How did I do this? Well, I went and bought myself some clothes. Seeing as how most—and by most, I mean all—of my wardrobe was made up of oversized clothes from the men’s section, this was no easy task! Among that first set of new clothes was a pencil skirt. I have to admit that it took me a while to muster up the courage to wear it. When I put it on and stood in front of my mirror, all I could focus on was the seemingly unmissable outline of my belly under the skirt, and the old familiar script began to play in my head. But I refused to back down. The next day, I wore the skirt to work and it felt like such an act of defiance. The skirt was my middle finger to all of the lies the world had told me about my body. And boy, was it liberating.
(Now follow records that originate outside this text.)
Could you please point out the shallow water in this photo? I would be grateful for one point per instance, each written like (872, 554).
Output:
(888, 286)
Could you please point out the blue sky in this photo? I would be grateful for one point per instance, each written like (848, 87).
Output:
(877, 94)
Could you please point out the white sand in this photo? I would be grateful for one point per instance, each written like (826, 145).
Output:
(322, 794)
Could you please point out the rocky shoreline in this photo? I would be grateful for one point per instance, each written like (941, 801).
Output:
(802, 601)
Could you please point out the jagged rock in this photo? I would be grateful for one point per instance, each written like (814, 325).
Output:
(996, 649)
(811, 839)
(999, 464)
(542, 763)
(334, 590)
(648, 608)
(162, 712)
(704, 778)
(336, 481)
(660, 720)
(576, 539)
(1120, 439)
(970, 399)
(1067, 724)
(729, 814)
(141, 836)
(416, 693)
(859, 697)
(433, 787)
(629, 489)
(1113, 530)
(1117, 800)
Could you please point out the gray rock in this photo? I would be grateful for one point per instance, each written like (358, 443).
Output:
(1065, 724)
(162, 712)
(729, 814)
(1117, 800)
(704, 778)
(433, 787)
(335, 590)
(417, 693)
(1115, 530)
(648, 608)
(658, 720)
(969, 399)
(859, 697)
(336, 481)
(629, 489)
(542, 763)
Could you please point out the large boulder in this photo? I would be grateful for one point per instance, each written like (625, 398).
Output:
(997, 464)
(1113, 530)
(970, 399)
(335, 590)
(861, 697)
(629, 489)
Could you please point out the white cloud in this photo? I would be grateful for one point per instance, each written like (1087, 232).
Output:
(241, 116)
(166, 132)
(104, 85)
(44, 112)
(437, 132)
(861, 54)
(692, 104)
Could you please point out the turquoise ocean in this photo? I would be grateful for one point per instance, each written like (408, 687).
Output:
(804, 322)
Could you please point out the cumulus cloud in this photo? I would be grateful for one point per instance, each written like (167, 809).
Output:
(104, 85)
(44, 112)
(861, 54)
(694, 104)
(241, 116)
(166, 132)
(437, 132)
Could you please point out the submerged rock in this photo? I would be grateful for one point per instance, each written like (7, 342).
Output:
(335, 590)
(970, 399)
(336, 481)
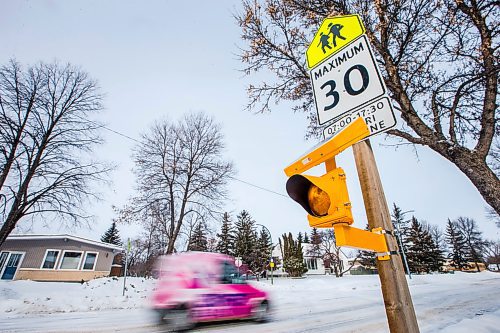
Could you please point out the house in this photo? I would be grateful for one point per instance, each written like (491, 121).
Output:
(314, 263)
(55, 258)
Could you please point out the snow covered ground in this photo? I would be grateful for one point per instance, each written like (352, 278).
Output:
(461, 302)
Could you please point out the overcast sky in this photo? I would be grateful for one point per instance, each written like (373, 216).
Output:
(162, 59)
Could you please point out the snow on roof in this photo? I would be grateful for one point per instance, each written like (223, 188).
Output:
(63, 236)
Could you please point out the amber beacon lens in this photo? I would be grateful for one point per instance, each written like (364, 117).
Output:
(319, 201)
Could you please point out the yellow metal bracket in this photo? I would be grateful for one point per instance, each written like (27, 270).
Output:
(374, 240)
(356, 131)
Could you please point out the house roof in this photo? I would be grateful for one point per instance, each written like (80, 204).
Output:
(63, 236)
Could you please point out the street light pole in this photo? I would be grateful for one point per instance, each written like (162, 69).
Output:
(271, 257)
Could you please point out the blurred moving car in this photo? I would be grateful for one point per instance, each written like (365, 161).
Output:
(201, 287)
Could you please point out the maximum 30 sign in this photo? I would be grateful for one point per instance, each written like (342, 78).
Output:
(346, 80)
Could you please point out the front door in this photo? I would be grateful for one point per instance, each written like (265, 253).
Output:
(13, 262)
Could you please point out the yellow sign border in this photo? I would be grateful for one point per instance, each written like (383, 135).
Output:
(312, 64)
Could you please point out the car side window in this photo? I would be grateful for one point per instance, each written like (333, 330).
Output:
(230, 274)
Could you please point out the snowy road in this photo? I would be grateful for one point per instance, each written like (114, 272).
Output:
(351, 304)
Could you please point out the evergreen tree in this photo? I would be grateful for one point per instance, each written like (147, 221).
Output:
(245, 241)
(474, 242)
(263, 250)
(422, 254)
(293, 258)
(306, 238)
(367, 258)
(315, 248)
(299, 238)
(456, 245)
(112, 235)
(198, 240)
(225, 240)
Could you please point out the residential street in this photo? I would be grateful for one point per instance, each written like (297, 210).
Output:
(443, 303)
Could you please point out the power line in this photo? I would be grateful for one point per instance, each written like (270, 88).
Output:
(233, 178)
(259, 187)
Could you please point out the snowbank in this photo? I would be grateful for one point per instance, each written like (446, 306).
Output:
(30, 297)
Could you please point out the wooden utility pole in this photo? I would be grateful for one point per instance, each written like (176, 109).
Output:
(397, 299)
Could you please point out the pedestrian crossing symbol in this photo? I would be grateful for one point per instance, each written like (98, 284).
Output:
(333, 34)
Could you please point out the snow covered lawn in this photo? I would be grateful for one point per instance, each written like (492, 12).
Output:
(461, 302)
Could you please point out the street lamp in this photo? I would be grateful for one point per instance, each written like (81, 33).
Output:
(271, 262)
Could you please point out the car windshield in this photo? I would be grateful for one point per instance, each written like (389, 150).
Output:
(230, 274)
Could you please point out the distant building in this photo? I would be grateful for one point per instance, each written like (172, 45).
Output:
(315, 264)
(55, 258)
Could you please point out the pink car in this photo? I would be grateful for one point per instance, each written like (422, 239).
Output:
(200, 287)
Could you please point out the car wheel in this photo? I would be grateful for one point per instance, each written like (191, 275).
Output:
(261, 312)
(176, 320)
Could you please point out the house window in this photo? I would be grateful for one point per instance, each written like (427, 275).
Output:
(70, 260)
(311, 263)
(50, 259)
(90, 260)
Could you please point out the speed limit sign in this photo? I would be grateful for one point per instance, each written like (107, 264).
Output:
(346, 80)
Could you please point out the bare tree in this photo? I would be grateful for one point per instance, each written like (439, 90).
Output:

Not long after that, I signed up for my first Dia Box, eager to explore all the things that fashion had to offer me.
Now if you look through my closet, you’ll find skinny jeans, bodycon dresses, leather leggings, and all the other things I thought I was disqualified from wearing simply because of my belly. In the summer, I wear crop tops and bikinis instead of hiding behind my old sweatshirts. Sure, they’re just clothes, but “just clothes” have allowed me to conquer my fears more and more with each form-fitting style.
I see fashion as a tangible way to express your bravery. By choosing to put on that pencil skirt or rock that crop top, you’re screaming to the world: “I will not let you define me!” We are re-educating the world on what beauty looks like. Our participation as fat women in fashion of all kinds rewrites the script the world tells us about our bodies—and thus rewrites the script that the next generation of fat women recites in front of their mirrors.
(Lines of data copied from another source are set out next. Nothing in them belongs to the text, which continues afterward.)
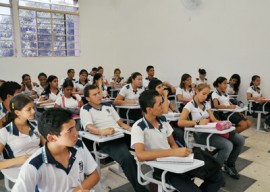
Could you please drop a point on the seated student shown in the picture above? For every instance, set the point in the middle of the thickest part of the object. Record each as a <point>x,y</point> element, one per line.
<point>51,91</point>
<point>7,90</point>
<point>129,95</point>
<point>198,112</point>
<point>19,139</point>
<point>117,81</point>
<point>82,82</point>
<point>222,101</point>
<point>70,76</point>
<point>185,92</point>
<point>98,81</point>
<point>27,84</point>
<point>152,138</point>
<point>102,119</point>
<point>38,89</point>
<point>63,162</point>
<point>157,85</point>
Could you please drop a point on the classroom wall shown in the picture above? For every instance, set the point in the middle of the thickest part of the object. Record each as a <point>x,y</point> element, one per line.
<point>224,37</point>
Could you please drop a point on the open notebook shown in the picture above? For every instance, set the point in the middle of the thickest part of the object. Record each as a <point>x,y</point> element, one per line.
<point>173,159</point>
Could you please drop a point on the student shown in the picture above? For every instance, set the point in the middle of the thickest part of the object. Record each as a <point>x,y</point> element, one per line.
<point>117,81</point>
<point>27,84</point>
<point>202,77</point>
<point>19,139</point>
<point>102,119</point>
<point>198,112</point>
<point>82,82</point>
<point>222,101</point>
<point>7,90</point>
<point>70,76</point>
<point>38,89</point>
<point>185,92</point>
<point>51,91</point>
<point>129,95</point>
<point>98,81</point>
<point>157,85</point>
<point>63,162</point>
<point>151,137</point>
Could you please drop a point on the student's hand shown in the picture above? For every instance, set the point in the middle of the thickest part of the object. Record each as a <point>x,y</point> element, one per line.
<point>182,152</point>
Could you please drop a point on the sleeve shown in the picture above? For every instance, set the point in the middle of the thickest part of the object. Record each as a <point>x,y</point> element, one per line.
<point>86,118</point>
<point>137,135</point>
<point>27,179</point>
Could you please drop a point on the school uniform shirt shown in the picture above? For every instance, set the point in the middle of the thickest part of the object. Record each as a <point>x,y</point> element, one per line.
<point>68,102</point>
<point>41,172</point>
<point>3,110</point>
<point>153,138</point>
<point>129,94</point>
<point>185,93</point>
<point>101,118</point>
<point>18,144</point>
<point>196,113</point>
<point>222,99</point>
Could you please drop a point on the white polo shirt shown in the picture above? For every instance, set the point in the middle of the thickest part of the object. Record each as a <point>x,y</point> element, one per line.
<point>222,99</point>
<point>104,117</point>
<point>196,113</point>
<point>41,172</point>
<point>129,94</point>
<point>153,138</point>
<point>68,102</point>
<point>18,144</point>
<point>185,93</point>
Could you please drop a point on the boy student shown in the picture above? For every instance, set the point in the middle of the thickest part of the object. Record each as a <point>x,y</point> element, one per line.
<point>152,138</point>
<point>64,161</point>
<point>102,119</point>
<point>7,90</point>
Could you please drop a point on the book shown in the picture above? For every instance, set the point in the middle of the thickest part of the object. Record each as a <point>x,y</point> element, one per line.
<point>174,159</point>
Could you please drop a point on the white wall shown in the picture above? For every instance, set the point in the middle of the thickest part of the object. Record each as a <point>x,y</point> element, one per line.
<point>222,36</point>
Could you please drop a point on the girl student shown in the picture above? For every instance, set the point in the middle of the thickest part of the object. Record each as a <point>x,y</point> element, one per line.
<point>198,112</point>
<point>129,95</point>
<point>185,92</point>
<point>221,100</point>
<point>20,137</point>
<point>51,91</point>
<point>157,85</point>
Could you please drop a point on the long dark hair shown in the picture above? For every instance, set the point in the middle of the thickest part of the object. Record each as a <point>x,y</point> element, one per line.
<point>18,102</point>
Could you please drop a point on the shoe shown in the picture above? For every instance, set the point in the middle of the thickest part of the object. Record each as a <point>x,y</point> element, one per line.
<point>231,171</point>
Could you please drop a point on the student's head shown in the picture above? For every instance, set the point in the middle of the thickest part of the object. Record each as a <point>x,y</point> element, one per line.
<point>83,75</point>
<point>92,94</point>
<point>186,81</point>
<point>150,70</point>
<point>68,88</point>
<point>100,70</point>
<point>8,89</point>
<point>96,78</point>
<point>202,91</point>
<point>220,83</point>
<point>135,79</point>
<point>26,79</point>
<point>21,107</point>
<point>42,77</point>
<point>151,102</point>
<point>235,80</point>
<point>57,126</point>
<point>156,84</point>
<point>255,80</point>
<point>71,73</point>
If any of you is struggling to embrace your belly, here are my words of advice. First of all, know that your worth goes far deeper than simply the body you occupy. You have more purpose in your bones than just being beautiful or pretty, or this or that size. You’ve got a brilliant brain and a fiery heart. Secondly, speak kindly to yourself—even if no one else ever has. Even if it’s awkward at first. Do it. You deserve to be loved by you. Lastly, it’s ok to be afraid. It’s ok to take little steps. Maybe you start by just not putting shapewear on one day. Maybe you wear a slightly shorter shirt with those jeans. Whatever that step is for you, give yourself some grace to participate in the journey at whatever speed you can.
For too long, so many of us have allowed fear, hatred, and discomfort define what it means to be beautiful. It’s time we take back the pen and rewrite the narrative ourselves. It’s time we let courage, love, and joy lead the way and show the world the beauty of us all. So go ahead and flex your freedom, one VBO at a time.